64% of emissions cut by the waste sector
Greenhouse gas emissions have been cut 64% since 1990 by the waste industry, putting them above all the other sectors.
According to an article recently published in Recycling and Waste world, the waste sector has cut their emissions by more than any other industry sector. This is a big achievement for the waste industry however, according to a report by the Committee on Climate Change (CCC) the government believes that stronger incentives can be implemented.
The CCC published the 2012 Annual Progress Report (Meeting the Carbon Budgets – 2012 Progress Report to Parliament), which looks at emissions trends over the past year and also evaluates underlying progress in implementing carbon-reduction measures and policies in the UK.
In chapter 7 of the 2012 Annual Progress Report it discusses the progress of reducing emissions from waste, the emissions produced by the waste industry are mainly methane emissions which arise due to the decomposition of biodegradable waste in landfill sites in the absence of oxygen.
Emissions from waste also arise due to wastewater treatment and incineration of wastes.
The calculation of the emissions which have been reduced is based on the time scale from 1990 up until the latest year of data available, which is 2010. It was recorded that the emissions fell by 3% in 2010 totalling at 64% decrease since 1990. The CCC stated that this marked a “longer-term trend” in falling emissions.
As a results of reduction in the amount of biodegradable waste sent to landfill and also an improved rate of methane capture at landfill sites, emissions have decreased largely.

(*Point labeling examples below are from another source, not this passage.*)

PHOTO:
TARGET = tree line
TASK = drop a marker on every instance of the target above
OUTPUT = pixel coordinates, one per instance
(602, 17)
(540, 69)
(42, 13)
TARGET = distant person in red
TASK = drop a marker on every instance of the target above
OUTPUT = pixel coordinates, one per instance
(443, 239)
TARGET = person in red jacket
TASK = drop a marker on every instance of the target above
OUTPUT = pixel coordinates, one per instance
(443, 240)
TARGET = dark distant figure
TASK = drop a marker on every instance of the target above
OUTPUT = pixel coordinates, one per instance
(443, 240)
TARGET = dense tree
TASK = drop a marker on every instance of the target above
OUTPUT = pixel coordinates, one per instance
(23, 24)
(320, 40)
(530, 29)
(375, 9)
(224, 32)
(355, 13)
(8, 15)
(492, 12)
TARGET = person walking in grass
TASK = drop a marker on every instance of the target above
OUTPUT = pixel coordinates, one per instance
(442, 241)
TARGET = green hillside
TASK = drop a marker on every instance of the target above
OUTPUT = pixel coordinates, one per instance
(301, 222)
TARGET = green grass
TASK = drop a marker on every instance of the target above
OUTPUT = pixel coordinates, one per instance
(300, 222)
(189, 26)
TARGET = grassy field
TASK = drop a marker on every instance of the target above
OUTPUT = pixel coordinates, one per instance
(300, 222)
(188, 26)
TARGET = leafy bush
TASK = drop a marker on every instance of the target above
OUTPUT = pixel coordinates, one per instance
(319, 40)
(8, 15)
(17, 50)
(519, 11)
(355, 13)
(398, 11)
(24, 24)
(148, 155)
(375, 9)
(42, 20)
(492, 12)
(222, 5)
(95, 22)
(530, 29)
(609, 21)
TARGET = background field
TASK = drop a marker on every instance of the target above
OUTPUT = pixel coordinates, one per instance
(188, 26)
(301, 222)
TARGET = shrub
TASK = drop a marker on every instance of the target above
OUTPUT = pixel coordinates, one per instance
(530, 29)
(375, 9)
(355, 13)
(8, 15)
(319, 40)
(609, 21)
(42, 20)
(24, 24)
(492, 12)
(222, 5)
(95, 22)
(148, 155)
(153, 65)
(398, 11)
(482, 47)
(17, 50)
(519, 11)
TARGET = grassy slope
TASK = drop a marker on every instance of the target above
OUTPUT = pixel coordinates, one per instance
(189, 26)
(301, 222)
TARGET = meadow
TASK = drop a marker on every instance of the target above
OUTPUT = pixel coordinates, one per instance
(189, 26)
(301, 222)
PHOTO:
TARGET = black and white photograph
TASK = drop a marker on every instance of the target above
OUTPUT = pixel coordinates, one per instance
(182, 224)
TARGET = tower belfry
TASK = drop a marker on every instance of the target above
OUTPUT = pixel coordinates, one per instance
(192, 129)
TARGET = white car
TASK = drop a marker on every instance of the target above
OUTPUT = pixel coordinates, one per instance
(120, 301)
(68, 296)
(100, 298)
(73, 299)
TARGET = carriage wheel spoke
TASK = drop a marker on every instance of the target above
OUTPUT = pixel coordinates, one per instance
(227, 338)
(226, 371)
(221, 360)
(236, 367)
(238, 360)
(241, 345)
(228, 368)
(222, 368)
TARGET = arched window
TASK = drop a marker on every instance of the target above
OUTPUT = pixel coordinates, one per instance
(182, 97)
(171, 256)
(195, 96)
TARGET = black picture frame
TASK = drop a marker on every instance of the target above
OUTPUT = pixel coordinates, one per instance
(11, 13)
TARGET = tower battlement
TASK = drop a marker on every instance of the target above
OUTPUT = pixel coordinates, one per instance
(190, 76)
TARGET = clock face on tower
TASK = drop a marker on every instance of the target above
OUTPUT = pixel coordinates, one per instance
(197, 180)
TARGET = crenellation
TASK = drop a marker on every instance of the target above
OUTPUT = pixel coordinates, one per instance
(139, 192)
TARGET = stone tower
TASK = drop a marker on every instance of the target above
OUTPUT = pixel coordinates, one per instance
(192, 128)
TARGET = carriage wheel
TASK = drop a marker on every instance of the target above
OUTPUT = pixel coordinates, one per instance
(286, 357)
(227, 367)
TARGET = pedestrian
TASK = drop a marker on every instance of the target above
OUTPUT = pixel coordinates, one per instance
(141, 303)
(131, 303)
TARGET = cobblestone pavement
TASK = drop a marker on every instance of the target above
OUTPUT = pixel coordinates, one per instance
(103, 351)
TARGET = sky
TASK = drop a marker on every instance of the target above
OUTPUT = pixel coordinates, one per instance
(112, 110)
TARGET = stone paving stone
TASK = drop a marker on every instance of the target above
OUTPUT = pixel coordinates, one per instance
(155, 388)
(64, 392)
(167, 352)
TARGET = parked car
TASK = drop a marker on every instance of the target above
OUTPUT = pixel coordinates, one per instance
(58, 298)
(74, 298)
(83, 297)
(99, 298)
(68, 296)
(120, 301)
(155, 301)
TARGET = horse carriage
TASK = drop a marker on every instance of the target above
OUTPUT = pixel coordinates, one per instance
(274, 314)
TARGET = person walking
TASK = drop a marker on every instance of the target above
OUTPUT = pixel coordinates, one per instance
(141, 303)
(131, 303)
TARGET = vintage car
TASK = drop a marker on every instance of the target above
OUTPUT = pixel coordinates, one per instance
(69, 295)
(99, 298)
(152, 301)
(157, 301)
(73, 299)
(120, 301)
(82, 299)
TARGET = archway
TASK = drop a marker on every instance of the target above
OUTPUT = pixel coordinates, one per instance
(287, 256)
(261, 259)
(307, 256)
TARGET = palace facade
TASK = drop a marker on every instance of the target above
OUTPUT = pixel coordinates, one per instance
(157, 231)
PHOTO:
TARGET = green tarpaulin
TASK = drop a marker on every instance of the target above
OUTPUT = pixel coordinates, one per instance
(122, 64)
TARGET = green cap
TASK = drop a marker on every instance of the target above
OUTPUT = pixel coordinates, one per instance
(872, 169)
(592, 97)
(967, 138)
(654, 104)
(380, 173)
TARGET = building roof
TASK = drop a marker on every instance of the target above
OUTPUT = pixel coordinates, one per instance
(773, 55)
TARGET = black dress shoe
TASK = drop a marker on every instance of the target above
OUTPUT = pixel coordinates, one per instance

Further ambitions aim to reduce emissions by 22% in 2010 (72% relative to 1990), these will reflect a further 25% reduction in the amount of biodegradable waste landfilled in 2020 relative to 2010, this is required in order to meet UK targets under the EU Landfill Directive.
The report compiled by the CCC also implies that there is the possibility to stretch these further opportunities for waste prevention and recycling and other disposal methods such as; anaerobic digestions and composting.
It was also said that the government should consider increased ambitions for the next decade.
If further ambitions are implemented to go beyond the 72% decrease by 2020 it can be helped by restricting certain materials going to landfill; for example wood, textiles and paper separate collection of food waste was also flagged as a route to greater emissions savings.
The CCC said:
“We recommend that the government considers increasing its ambitions for emissions reduction from waste,” the report concluded. “In particular, specific strategies for reducing both food and paper/card waste sent to landfill should be developed.”
This Annual Progress Report is the fourth report to government on the progress that the UK is making towards tackling climate change and also meeting the legally binding targets under the Climate Change Act to cut emissions by 80% by 2050.
What has driven a reduction of emissions in the waste sector?
The main driver of reduced emissions from landfill has been the UK Landfill Tax which was introduced in 1996.
Landfill site operators pay this tax, they pass on the costs as gate fees to Local Authorities and businesses, this then creates and incentive for them to seek means to reduce the waste they send to landfill.
There has been an increase in the initial rate of £7 per tonne to £64 per tonne; this will apparently rise to £80 per tonne by 2014/15.
The Landfill Trading Allowance Scheme introduced in 2005, the Landfill Trading Allowance Scheme allocated allowances to local authorities to meet UK targets under the Landfill Directive.
The value of these allowances has been far lower than the landfill tax for example: £5 per tonne in 2009/2010. However, due to the Landfill Tax being a much better diversion for landfill the scheme is set to be abolished.
Other initiatives have also played a role in the reduction of emissions from the waste industry.
There is more that can still be done and despite UK emissions falling by 7% last year only 0.8% of this can be linked to climate change measures, according to the CCC, in 2011 mild weather was “the biggest single driver” of emissions reductions alongside falling income and rising energy prices.
The Committee warned that the rate of underlying progress is too slow and “only a quarter of that required meet future carbon budgets”.
David Kennedy, CCC chief executive said as the economy recovers it will become increasingly difficult to keep the country on track to meet its carbon budgets unless there is a swift move from planning change to actually delivering it.
“There are some good initiatives in the pipeline, but more is needed to improve the investment climate, and put in place incentives so that people and businesses can act. Key policies require further clarification, and gaps in the policy framework need to be addressed.”